The strike was successful in the short term, adding significant wages to those working on the plantations, but this combined effort struck a much more important blow. A participatory democratic way of living, of decision making, was coming back to the Hawaiian shores. And it was this spirit, the very lines of communication and understanding forged across perceived racial and cultural lines, that ushered in the pro-Union, labor-endorsed candidates in the local and territorial government elections in what amounted to a revolution in 1954. The successful labor organization on the sugar plantations led directly to the ouster of the Republican, commerce-focused leadership that had been in control of government in Hawaii for generations and generations.

The tools of oppression, attempts to divide and differentiate groups of people, provided the very means by which that oppression would be brought to an end. See, here in his place, in Hawaii, Labor Day is not a celebration of cheap furniture with festooned parades. It is a celebration of recognizing our shared human family, recognizing what is under each one of our skins. It is a triumph of the interconnected web of life we weave together. It is a victory of the democratic spirit pervading the way that decisions and cooperation can lead to a better life for one, and a richer life for all.

Now, we would be mistaken to believe that the rights of farm workers are now carefully and dutifully protected by every employer. We heard today in our story about the need for representing the rights of those who still suffer oppression in this industry. And even those organizations representing the rights of farm workers struggle with issues of patriarchy and privilege. Just this weekend, a documentary about the life of Dolores Huerta, called “Dolores” opens in theaters. Interviews with Huerta leading up to this release show how much work must be done both by these organizations and within these organizations, if justice is truly to be realized.[5]

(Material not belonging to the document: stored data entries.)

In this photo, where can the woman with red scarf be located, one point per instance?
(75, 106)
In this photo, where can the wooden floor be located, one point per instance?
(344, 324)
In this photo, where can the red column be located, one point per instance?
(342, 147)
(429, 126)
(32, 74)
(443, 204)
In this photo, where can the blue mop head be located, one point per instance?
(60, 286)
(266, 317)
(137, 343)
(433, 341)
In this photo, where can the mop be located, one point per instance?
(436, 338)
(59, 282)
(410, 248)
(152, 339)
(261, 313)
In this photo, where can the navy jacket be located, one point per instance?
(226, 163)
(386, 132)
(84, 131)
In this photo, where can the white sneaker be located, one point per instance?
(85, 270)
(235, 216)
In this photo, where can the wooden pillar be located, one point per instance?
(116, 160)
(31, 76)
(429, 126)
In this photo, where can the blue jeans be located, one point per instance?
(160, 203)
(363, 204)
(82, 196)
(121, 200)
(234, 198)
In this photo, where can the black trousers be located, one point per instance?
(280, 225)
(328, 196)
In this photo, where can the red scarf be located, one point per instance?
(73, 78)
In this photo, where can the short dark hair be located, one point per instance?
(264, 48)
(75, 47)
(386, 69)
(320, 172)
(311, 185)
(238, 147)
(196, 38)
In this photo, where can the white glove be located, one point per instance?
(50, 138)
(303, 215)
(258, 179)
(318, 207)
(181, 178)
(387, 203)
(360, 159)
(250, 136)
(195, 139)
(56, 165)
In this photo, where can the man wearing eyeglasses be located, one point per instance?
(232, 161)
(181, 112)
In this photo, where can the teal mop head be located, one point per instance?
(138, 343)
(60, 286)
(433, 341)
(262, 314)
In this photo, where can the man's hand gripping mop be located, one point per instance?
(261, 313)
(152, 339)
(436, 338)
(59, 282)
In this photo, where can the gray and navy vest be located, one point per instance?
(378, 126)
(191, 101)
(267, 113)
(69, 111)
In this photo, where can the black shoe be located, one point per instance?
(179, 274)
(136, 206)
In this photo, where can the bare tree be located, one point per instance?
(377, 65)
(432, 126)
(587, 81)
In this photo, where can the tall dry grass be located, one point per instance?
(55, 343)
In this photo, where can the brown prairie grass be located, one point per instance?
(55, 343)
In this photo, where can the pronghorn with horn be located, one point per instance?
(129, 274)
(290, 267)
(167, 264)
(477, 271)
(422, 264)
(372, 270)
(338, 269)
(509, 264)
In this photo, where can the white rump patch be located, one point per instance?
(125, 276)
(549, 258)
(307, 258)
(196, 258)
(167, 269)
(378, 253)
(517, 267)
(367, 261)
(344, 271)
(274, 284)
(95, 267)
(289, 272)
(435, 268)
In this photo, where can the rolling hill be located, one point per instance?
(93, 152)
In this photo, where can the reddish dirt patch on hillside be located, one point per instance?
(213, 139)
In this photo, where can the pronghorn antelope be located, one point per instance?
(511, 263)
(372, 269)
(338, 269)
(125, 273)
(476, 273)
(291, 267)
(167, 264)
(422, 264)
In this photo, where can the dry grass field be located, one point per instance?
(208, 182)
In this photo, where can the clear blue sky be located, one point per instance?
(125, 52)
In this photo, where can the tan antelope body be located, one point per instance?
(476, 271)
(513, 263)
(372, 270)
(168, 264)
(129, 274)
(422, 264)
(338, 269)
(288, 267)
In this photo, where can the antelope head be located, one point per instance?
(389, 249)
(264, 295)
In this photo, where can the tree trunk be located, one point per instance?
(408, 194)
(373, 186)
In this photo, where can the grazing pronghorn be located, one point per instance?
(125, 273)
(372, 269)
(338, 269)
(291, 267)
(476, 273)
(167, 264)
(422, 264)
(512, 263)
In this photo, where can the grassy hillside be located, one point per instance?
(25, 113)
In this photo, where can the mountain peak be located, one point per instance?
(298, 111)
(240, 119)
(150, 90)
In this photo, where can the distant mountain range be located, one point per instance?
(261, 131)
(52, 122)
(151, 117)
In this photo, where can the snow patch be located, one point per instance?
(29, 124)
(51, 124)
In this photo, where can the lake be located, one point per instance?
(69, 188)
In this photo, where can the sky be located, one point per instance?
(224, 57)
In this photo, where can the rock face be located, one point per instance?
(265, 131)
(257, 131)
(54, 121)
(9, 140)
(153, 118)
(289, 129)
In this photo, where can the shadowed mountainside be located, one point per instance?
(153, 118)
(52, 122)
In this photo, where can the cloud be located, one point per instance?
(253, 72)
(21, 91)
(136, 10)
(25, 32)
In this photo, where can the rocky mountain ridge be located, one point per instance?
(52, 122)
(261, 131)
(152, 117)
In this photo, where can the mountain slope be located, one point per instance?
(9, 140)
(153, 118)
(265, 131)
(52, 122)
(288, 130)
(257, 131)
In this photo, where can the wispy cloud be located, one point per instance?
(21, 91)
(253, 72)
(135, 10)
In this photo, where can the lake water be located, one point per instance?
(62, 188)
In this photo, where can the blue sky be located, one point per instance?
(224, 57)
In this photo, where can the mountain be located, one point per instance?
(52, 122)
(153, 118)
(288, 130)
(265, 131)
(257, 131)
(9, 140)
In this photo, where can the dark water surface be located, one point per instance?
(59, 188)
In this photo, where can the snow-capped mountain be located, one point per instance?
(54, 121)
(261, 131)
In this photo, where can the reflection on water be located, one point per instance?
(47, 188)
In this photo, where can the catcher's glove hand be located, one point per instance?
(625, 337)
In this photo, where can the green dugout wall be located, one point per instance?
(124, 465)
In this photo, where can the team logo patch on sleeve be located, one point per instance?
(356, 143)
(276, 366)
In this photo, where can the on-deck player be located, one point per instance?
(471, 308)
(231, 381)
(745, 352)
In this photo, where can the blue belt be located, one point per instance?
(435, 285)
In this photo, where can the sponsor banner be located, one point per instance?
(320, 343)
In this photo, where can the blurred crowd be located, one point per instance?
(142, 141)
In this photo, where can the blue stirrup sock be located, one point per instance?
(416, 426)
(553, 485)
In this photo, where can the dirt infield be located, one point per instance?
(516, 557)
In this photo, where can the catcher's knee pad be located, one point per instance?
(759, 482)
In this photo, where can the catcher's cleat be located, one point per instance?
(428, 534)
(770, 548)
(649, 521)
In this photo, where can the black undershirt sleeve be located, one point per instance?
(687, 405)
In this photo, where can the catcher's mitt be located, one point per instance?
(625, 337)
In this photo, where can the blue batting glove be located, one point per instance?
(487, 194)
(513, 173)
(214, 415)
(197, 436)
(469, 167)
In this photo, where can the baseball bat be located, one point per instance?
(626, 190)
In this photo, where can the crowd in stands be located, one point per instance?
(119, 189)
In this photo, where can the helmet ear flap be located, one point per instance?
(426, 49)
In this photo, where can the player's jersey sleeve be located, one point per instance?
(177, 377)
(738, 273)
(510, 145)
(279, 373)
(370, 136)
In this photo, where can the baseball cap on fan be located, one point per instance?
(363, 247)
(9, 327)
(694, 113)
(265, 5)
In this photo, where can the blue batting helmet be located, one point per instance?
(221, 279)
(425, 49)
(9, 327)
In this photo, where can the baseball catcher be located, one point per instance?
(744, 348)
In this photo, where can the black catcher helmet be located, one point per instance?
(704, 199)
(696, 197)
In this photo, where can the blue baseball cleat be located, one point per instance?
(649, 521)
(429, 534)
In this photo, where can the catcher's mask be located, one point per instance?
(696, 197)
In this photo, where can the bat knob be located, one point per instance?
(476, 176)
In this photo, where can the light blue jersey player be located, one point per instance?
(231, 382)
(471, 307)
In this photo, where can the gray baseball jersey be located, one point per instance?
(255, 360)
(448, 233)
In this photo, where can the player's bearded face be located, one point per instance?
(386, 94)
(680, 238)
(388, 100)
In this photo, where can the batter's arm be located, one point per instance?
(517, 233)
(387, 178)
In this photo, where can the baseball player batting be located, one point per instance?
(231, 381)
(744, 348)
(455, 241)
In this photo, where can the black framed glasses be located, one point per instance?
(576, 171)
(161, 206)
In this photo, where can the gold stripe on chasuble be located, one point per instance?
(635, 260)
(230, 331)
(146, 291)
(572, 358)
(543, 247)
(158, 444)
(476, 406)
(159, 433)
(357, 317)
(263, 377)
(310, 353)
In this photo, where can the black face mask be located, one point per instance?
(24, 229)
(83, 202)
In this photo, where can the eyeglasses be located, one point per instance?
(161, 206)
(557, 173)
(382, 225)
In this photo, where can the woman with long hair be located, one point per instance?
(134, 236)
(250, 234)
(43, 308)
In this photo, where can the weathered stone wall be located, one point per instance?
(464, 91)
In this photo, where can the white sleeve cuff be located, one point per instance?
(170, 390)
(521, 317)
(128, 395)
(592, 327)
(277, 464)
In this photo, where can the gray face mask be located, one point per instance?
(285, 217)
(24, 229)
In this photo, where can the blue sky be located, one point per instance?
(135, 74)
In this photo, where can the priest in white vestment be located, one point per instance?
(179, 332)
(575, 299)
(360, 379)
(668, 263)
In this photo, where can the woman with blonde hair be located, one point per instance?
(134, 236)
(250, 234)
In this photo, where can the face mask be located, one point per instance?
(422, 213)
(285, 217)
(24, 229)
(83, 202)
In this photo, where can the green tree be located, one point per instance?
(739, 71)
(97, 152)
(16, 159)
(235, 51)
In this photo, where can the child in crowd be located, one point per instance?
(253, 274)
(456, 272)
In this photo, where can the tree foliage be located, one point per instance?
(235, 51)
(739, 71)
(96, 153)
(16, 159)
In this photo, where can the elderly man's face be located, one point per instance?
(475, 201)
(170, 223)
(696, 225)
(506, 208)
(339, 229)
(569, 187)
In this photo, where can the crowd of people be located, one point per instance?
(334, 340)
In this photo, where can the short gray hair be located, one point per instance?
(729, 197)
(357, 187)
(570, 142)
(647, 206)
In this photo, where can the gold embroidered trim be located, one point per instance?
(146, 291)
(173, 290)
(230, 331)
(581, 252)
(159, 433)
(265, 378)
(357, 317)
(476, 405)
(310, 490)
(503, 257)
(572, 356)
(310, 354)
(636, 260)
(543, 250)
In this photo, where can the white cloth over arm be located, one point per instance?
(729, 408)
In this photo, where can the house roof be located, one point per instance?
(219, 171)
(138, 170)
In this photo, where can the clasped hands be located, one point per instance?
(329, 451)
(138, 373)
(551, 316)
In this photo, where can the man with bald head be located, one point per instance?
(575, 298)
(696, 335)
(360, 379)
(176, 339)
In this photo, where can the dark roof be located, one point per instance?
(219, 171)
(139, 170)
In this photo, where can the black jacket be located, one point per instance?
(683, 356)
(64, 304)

There can be no doubt about it. We have our work cut out for us. Building that new way toward a shared faith of understanding is only a beginning. But by making that beginning, holding close the inherent worth and dignity of every person, then inviting, welcoming, needing the voices from all corners of every page of the book of life we write together every day, the power the families on the sugar plantations found by working across divisions, involving every single person in the work, is the very power that a Unitarian Universalist way of living, way of understanding, way of working together, will need to thrive.

But this work we do together is not a labor of burdens; it’s a blessing of care

This is not a labor of division; it’s the courage that comes from community.

This is not a curse of discord and strife; it’s a labor of love.

Winding our ways through the streets of the neighborhoods, the roads of the cities, and the highways of the world, we dare ourselves daily to hold the news we hear in the world in one hand, and the news we might offer the world in the other. At our very best, we work as Unitarian Universalists to deliver the good news of welcome, the joyful news of belonging, and the comforting news of loving one another not for who we might be someday, but for who we are right now, this very day.

For the work of welcome, the work of belonging, and the work of love are, for us gathered here in this space together, truly all in a day’s work.



[1] See the Department of Labor website located at, last accessed August 29, 2017.

[2] Ibid.

[3] See the University of Hawaii website located at, last accessed August 30, 2017. This article provides a great deal of the factual information for the sermon, so there are not citations individually throughout. It is recommended that the article be read in its entirety.

[4] Ibid, citing James Montgomery, ed., Journal of Voyages and Travels by the Rev. Daniel Tyerman and George Bennet, Esq. 2 Vols. (London: F. Westley & A.H. Davis, 1881) I:415.

[5] See Last accessed August 29, 2017.